Hall of St Botolph without Bishopsgate
14 November 2013
Verdi's L'esule (the exile), sung by the great Carlo Bergonzi. From here.
Nationalism in Verdi and Wagner was the theme second and final free lunchtime Song in the City concert. If it was more interesting than the first concert, this may be due to my familiarity with the concert layout – dramatised readings from the composers interspersed between their songs, arranged thematically – or my mood on the day, rather than something intrinsic to the programme.
Each composer was active during the exciting period when their respective nations were born; both were patriots; and their operas have yielded nationalistic interpretations more than any other comparable great operas, save perhaps Mussorgsky’s. It’s easy to feel their songs must also reflect nationalism.
Yet from another perspective, neither composer was nationalistic. Wagner’s thoughts on art may link with his patriotism, but they are universal. Verdi’s ability to vividly express human passions would likewise seem to transcend parochialism. Most straightforwardly, both artists set their works in various countries; neither were dogmatic patriots.

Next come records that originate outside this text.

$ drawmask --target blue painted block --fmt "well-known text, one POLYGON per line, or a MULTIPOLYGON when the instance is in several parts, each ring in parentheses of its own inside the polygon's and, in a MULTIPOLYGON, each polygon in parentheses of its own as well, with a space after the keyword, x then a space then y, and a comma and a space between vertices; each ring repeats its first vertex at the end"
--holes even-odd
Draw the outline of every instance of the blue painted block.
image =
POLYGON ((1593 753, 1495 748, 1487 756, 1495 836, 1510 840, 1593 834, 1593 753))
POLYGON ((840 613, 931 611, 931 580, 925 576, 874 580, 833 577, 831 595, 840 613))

Their songs reflect this, especially Wagner’s, whose early songs were often in French, including those with a patriotic ardour. He hated France so it is peculiar to hear Mary Queen of Scots lamenting leaving the country with such operatic histrionics. Was Wagner deliberately overdoing it in the style of Meyerbeer, or was that the only style he knew at the time? Did he share the poem’s sentiments, was he sending them up, or was he drawing a more general conclusion about exile, as Verdi does in his setting of a poem of that title?
Leaving aside these biographical reflections, encouraged by this programme, the song is more of a dramatic aria, though you wouldn’t guess it was by Wagner. It reminds me of an early Verdi piece, or of Elisabeth’s longing for France in Don Carlos, though not as good as that. But compared to the general tone of these composer’s songs, it’s welcome to hear something closer to their hearts ie drama.

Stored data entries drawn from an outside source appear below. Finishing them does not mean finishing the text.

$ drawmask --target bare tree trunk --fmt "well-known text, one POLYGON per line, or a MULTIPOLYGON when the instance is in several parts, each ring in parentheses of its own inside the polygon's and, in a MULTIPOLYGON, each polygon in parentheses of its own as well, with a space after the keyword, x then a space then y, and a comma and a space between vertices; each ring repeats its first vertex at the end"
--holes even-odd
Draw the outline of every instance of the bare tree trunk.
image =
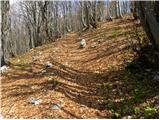
POLYGON ((81 29, 84 29, 84 28, 87 28, 87 24, 86 24, 86 22, 85 22, 85 19, 84 19, 84 17, 85 17, 85 5, 84 5, 84 1, 80 1, 80 11, 81 11, 81 17, 80 17, 80 20, 81 20, 81 24, 82 24, 82 28, 81 29))
POLYGON ((86 25, 87 27, 85 29, 89 29, 89 7, 88 7, 88 1, 84 3, 84 9, 85 9, 85 17, 86 17, 86 25))
POLYGON ((110 13, 110 2, 107 3, 107 17, 106 20, 112 21, 111 13, 110 13))
POLYGON ((120 1, 118 1, 118 14, 119 14, 119 18, 122 18, 122 13, 121 13, 121 8, 120 8, 120 1))
POLYGON ((7 64, 9 59, 8 42, 10 34, 10 20, 9 20, 9 1, 1 1, 1 16, 2 16, 2 27, 1 27, 1 49, 2 53, 1 66, 7 64))
POLYGON ((104 19, 104 1, 98 1, 97 3, 97 20, 102 21, 104 19))
POLYGON ((137 2, 138 13, 150 41, 156 46, 159 45, 159 21, 156 20, 150 1, 137 2))
POLYGON ((114 1, 114 7, 115 7, 115 19, 118 19, 117 1, 114 1))

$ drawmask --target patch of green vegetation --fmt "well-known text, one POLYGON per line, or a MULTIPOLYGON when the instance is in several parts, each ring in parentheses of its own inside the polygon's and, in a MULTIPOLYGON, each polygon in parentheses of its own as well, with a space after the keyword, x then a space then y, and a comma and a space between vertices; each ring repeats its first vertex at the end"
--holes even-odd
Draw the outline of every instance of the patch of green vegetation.
POLYGON ((112 110, 112 111, 114 111, 115 110, 115 104, 113 102, 109 102, 107 104, 107 108, 110 109, 110 110, 112 110))
POLYGON ((28 64, 30 63, 30 55, 24 54, 19 57, 13 58, 11 62, 14 64, 28 64))
POLYGON ((130 113, 131 112, 131 108, 130 108, 130 105, 124 105, 124 106, 121 106, 121 113, 123 114, 123 115, 125 115, 125 114, 128 114, 128 113, 130 113))
POLYGON ((121 114, 120 114, 120 113, 115 112, 114 110, 111 110, 111 112, 112 112, 112 118, 113 118, 113 119, 118 119, 118 118, 121 117, 121 114))
POLYGON ((117 112, 114 113, 114 114, 115 114, 115 117, 116 117, 116 118, 120 118, 120 117, 121 117, 121 115, 120 115, 119 113, 117 113, 117 112))
MULTIPOLYGON (((127 73, 126 73, 126 74, 127 74, 127 73)), ((130 78, 129 78, 128 75, 125 75, 124 78, 123 78, 124 82, 126 82, 126 83, 129 81, 129 79, 130 79, 130 78)))
POLYGON ((113 65, 108 64, 107 68, 108 68, 108 70, 112 70, 113 69, 113 65))
POLYGON ((97 84, 96 86, 98 89, 103 89, 104 91, 110 90, 112 88, 112 85, 110 83, 102 83, 102 84, 97 84))
POLYGON ((122 115, 132 114, 133 113, 133 101, 128 100, 124 97, 124 100, 121 102, 120 105, 120 112, 122 115))
POLYGON ((119 33, 120 33, 120 29, 119 28, 114 28, 113 31, 112 31, 112 37, 117 38, 119 33))
POLYGON ((132 75, 132 73, 129 70, 125 70, 123 75, 123 82, 127 85, 130 84, 130 81, 135 79, 135 77, 132 75))
POLYGON ((140 112, 141 112, 140 108, 138 108, 138 107, 134 108, 134 113, 135 114, 140 114, 140 112))
POLYGON ((102 84, 102 87, 103 87, 103 88, 107 88, 107 89, 111 89, 111 88, 112 88, 112 85, 109 84, 109 83, 103 83, 103 84, 102 84))
POLYGON ((101 84, 96 84, 96 88, 100 89, 101 88, 101 84))
POLYGON ((132 94, 133 94, 133 101, 135 103, 138 103, 138 102, 142 102, 143 101, 143 97, 144 97, 144 91, 142 88, 135 88, 133 91, 132 91, 132 94))
POLYGON ((11 65, 16 69, 27 69, 30 68, 30 59, 28 55, 22 55, 11 59, 11 65))
POLYGON ((141 73, 141 74, 136 73, 135 76, 136 76, 136 79, 139 80, 139 81, 144 79, 143 73, 141 73))
POLYGON ((147 107, 144 109, 145 118, 153 118, 156 115, 156 109, 152 107, 147 107))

In his maturity, Wagner applied his distinctive style to song through the Wesendonck poems, and we heard several of them here. They struck me as even more effective than in last week’s recital, perhaps because surrounded by greater contrast such as the earlier French aria-song.
It’s a matter of mood. The Wesendonck songs are closely related to Tristan & Isolde, and share that work’s suffused, elongated erotic tension. When contrasted with songs of longing, as last week, their remarkable mood doesn’t seem that original, and perhaps art songs had already achieved something of the subtlety that Wagner sought on stage.
When contrasted with ‘dramatic’ songs, ones appropriate for feelings of patriotism or exile, the achievement seems greater. Director (and pianist) Gavin Roberts, when programming, seems to have intended to point out this difference.
It’s especially interesting because some characteristic mature Verdi seems to be present in his songs here. L'esule is really a tenor aria from any of the operas up until Otello, and the effect was spectacular, even if it did suggest the great composer didn’t vary his approach to the tenor voice very much.
And the final drinking song, presented slightly awkwardly by all four singers, is also a classic Verdi theme, having little to do with nationalism, but what the hell.